みなさんこんにちは。歯科衛生士の宮本です。
梅雨に入り、蒸し暑い毎日が続いておりますが、お変わりなくお過ごしでしょうか?
暑いとついつい、シュワシュワする炭酸ジュースやビールなど飲みたくなりますね。
私も梅酒の炭酸割が好きで、ついこの前、家で初めて梅酒作りにチャレンジしました。出来上がりが楽しみで、毎日眺めています。笑

話は変わって突然ですが、この歯はどうなっていると思いますか?

この歯は今、【酸蝕症】という状態になっています。酸蝕症という名前を聞いたことのある方もいらっしゃるかと思います。酸蝕症とは、酸によって病的に歯が溶けてしまった状態のことです。この酸蝕症、実は私達が普段何気なく摂ったり、健康のためにと思って摂っている飲食物が原因で起こります。
酸蝕症になると、虫歯が悪化したり、歯の表面がすり減りやすくなることがあります。

 

 

どのような飲食物が原因になると思いますか?
私達が、普段飲んだり食べたりしている物の酸性度を分かりやすく表にしてみました。

表を見てみると、お砂糖の入っていない炭酸水でも歯は溶けてしまいますし、健康に良いお酢もかなり酸性度が強いです。
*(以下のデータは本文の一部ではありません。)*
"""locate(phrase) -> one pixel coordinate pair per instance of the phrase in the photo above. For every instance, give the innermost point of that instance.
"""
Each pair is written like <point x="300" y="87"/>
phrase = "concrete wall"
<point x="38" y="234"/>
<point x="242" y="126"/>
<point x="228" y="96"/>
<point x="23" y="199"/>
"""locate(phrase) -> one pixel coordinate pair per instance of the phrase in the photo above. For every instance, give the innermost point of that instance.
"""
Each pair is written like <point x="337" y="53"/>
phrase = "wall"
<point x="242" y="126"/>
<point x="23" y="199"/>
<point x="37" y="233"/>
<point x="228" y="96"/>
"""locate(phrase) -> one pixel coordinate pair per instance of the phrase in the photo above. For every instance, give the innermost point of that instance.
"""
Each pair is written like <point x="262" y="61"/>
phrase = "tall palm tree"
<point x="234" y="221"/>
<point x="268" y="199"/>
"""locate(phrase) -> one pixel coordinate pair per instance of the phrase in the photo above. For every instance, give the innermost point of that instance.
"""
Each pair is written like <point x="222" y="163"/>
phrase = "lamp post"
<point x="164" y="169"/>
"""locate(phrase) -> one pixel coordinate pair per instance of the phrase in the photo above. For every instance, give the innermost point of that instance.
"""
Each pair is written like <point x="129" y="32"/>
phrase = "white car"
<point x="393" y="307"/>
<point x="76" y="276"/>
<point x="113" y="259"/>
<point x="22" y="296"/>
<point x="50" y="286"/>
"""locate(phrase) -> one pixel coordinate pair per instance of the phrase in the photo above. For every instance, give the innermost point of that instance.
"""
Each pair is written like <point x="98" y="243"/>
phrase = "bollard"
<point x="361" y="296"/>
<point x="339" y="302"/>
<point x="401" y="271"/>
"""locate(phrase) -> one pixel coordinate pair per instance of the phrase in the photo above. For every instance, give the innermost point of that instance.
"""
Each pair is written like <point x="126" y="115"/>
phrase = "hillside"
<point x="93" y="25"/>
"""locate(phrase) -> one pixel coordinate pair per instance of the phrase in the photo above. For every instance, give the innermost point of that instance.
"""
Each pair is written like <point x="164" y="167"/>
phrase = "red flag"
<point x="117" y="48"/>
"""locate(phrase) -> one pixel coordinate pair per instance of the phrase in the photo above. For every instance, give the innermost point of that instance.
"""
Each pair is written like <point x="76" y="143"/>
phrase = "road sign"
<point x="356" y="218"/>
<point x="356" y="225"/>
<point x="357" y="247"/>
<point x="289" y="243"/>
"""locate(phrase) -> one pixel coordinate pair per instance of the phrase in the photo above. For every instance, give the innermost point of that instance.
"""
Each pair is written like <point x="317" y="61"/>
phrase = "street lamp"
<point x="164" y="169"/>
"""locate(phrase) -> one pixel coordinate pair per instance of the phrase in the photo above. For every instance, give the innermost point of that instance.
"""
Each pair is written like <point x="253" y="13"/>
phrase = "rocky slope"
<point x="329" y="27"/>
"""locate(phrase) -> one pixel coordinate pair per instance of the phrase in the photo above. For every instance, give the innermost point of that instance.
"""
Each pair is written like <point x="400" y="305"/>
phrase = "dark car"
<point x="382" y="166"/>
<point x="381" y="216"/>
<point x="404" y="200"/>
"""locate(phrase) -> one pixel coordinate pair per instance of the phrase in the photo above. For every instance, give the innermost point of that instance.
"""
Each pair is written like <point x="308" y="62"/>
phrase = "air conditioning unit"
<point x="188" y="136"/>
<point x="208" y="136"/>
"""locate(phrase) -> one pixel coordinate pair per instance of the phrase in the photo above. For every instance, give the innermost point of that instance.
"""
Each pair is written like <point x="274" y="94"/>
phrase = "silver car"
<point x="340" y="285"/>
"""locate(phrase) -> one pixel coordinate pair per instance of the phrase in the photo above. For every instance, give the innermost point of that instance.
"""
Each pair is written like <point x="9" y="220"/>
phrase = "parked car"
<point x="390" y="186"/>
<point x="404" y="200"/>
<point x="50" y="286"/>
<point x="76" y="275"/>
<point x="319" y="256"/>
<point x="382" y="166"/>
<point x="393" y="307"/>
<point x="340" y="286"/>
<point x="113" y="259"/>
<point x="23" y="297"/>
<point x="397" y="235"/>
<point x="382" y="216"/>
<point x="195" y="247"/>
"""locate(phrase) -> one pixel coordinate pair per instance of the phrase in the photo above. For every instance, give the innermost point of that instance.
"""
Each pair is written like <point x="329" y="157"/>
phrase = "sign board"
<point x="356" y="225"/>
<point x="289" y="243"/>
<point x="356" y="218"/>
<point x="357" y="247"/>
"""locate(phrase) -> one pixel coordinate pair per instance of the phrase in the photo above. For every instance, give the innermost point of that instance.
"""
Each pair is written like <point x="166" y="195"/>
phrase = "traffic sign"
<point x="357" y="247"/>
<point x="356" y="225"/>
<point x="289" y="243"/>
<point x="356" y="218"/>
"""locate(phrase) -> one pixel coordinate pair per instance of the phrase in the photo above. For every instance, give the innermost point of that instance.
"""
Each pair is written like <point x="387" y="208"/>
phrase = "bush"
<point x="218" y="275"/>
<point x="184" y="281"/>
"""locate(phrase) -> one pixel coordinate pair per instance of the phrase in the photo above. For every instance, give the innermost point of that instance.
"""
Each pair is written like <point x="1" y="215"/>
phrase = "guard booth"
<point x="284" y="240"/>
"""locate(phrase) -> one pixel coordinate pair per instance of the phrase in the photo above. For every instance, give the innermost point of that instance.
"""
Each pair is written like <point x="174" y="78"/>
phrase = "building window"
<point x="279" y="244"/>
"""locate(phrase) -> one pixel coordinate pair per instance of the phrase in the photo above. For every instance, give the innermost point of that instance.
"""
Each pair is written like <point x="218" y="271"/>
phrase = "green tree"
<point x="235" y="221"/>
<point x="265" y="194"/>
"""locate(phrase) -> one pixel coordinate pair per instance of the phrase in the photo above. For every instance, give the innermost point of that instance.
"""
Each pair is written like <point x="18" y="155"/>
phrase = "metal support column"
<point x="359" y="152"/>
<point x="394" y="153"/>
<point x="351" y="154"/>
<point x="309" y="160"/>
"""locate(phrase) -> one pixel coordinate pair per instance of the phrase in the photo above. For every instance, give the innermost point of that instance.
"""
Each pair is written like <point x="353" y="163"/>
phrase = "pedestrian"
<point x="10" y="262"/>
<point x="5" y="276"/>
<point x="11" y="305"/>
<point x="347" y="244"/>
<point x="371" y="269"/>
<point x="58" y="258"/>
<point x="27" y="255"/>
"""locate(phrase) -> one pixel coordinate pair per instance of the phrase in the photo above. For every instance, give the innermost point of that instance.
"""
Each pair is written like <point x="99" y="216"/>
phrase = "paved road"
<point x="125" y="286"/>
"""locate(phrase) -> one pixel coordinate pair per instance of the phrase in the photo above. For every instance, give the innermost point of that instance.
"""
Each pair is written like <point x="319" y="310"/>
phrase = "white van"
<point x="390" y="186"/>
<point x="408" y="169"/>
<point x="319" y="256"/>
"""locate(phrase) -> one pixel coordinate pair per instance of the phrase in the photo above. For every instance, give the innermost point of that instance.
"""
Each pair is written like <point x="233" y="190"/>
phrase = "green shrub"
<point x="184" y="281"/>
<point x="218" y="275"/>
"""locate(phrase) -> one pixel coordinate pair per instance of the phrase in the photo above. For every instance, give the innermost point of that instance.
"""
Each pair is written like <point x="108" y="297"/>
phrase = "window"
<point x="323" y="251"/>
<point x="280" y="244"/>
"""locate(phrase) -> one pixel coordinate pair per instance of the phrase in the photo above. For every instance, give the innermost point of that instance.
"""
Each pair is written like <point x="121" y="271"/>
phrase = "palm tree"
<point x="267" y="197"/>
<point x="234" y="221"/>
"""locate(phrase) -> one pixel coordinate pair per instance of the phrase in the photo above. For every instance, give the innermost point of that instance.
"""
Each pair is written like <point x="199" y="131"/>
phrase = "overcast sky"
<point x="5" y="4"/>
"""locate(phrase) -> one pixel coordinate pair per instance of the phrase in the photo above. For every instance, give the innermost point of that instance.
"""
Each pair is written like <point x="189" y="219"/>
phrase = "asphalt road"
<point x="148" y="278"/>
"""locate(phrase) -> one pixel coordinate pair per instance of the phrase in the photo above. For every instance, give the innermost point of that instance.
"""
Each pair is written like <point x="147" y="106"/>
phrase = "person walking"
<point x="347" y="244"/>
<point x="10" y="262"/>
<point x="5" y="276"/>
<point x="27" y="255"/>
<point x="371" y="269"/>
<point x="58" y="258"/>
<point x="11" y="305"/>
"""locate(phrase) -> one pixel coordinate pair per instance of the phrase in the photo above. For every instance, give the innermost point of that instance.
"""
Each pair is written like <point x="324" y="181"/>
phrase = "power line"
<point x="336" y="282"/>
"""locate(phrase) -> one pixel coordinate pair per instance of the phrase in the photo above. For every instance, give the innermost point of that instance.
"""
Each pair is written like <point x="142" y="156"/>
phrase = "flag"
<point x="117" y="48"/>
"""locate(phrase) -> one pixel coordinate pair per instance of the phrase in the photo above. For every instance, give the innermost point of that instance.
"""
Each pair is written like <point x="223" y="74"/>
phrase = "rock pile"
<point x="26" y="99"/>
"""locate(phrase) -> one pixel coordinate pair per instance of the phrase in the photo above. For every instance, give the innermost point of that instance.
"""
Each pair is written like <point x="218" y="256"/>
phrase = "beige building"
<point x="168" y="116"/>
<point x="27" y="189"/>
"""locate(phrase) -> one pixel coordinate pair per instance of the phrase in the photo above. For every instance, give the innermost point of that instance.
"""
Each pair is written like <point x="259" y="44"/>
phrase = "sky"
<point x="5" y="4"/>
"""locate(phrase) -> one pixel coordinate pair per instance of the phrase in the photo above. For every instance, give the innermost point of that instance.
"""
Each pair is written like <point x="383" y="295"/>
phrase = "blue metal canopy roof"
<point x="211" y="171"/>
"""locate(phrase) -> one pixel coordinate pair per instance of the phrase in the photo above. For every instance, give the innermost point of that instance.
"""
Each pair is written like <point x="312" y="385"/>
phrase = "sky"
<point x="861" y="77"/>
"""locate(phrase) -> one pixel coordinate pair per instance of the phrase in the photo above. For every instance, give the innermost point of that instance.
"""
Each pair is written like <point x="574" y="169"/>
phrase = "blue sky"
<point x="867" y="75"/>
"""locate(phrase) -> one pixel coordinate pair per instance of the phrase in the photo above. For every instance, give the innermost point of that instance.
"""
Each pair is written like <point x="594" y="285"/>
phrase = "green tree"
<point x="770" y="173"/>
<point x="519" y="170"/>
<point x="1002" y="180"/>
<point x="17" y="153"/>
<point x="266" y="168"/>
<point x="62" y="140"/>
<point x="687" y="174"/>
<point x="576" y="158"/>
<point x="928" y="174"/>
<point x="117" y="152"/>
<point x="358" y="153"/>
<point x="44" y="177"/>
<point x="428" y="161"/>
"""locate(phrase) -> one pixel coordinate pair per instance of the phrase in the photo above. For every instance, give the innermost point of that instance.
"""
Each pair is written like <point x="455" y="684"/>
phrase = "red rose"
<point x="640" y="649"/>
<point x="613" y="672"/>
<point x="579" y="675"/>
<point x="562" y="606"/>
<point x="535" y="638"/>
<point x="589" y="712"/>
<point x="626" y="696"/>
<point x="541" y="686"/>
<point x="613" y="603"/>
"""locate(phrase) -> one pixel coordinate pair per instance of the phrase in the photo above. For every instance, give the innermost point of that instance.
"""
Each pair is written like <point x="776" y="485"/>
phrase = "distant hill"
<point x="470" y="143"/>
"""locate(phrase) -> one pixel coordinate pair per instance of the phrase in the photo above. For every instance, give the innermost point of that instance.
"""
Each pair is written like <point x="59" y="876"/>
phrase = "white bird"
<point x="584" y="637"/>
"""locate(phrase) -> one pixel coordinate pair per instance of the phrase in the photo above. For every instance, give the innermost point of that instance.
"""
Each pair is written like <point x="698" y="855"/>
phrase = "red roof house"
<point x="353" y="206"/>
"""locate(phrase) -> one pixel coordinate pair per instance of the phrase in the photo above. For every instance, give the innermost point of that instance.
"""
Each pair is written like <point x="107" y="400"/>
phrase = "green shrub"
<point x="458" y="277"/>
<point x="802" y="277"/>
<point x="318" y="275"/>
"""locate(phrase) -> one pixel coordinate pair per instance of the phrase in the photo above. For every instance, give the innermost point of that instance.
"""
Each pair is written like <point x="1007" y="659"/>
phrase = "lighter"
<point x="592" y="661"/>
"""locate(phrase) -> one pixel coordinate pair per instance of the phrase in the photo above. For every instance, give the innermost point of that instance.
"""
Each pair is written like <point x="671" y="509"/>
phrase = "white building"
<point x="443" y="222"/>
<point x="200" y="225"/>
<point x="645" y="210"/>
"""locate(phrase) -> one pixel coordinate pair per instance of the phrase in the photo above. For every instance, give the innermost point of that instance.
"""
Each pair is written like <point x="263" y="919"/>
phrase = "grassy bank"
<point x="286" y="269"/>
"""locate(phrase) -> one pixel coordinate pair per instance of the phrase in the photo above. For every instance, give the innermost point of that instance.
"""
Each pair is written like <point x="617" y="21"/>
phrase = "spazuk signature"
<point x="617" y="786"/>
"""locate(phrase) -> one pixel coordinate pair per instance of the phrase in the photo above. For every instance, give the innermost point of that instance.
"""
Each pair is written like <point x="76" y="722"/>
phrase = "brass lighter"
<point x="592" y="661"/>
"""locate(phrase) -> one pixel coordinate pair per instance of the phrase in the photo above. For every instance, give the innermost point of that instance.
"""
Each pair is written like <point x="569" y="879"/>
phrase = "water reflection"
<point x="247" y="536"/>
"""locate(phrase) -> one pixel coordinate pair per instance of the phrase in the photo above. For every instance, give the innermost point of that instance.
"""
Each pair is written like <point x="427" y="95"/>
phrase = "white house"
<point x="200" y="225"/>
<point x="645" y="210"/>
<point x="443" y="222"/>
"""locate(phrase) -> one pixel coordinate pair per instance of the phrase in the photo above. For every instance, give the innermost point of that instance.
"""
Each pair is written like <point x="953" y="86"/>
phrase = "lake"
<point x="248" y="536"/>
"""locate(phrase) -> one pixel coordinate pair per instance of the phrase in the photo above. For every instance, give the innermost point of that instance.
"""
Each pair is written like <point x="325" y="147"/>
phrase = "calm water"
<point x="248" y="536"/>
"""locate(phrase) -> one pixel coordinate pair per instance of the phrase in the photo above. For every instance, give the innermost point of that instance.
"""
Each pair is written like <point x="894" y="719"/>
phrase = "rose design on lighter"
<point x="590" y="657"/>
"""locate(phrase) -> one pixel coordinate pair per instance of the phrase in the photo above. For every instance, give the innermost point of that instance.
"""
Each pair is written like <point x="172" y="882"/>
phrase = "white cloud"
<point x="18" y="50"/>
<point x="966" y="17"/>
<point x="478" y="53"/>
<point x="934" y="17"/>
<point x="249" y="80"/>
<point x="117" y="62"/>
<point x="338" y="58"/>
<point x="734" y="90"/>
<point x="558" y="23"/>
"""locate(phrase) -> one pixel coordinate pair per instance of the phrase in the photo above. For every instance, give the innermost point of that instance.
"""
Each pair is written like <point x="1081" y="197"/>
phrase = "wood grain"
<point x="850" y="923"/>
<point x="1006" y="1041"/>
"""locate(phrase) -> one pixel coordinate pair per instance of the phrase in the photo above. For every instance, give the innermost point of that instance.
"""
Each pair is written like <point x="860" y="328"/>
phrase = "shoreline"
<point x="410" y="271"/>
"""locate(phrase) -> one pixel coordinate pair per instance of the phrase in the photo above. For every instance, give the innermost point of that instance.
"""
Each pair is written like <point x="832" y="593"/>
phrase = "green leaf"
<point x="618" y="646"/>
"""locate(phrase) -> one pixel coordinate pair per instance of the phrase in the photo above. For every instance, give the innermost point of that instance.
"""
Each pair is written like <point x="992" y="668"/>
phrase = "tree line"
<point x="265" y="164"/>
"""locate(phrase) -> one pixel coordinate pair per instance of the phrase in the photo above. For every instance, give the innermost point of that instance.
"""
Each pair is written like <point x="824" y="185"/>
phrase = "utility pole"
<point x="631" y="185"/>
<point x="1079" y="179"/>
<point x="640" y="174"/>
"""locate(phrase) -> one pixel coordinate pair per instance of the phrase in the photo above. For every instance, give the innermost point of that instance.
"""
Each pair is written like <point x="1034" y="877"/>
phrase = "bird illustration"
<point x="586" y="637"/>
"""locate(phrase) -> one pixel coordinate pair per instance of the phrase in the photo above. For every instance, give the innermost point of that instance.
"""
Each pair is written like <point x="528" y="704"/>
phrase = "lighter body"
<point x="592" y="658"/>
健康の為に良かれと思って摂った飲食物が原因でそのようなことになるなんて思いもしないですよね。
だからといって、摂るのが絶対にダメ!というわけではありません。ちょっとした工夫をすることで、歯への影響を減らすことができます。

①酸性度の強いものを食べたら、歯磨きは30分後に

酸性度の強いものを食べたあとは、歯の表面が溶けて軟らかくなっています。すぐに歯磨きをすると、歯の表面がこすれてすり減りやすいので、口の中が唾液で中和し歯の軟化がおさまってくる30分ほどあとに、歯磨きをしましょう。

②熱中症対策のチビチビ飲みに注意

 

暑くなると熱中症対策は必須です。ただし酸性度の強いスポーツドリンクばかりこまめに飲み続けていると酸蝕症の原因になります。水やお茶(中性)でも口や喉を潤しながら、暑さを元気に乗り越えましょう。

③ストローを使って飲みましょう
健康に良いからと黒酢などを摂られている方もいらっしゃると思います。そういう方は次善の策として、酸が直接歯に触れにくいように、ストローで飲むことをおすすめします。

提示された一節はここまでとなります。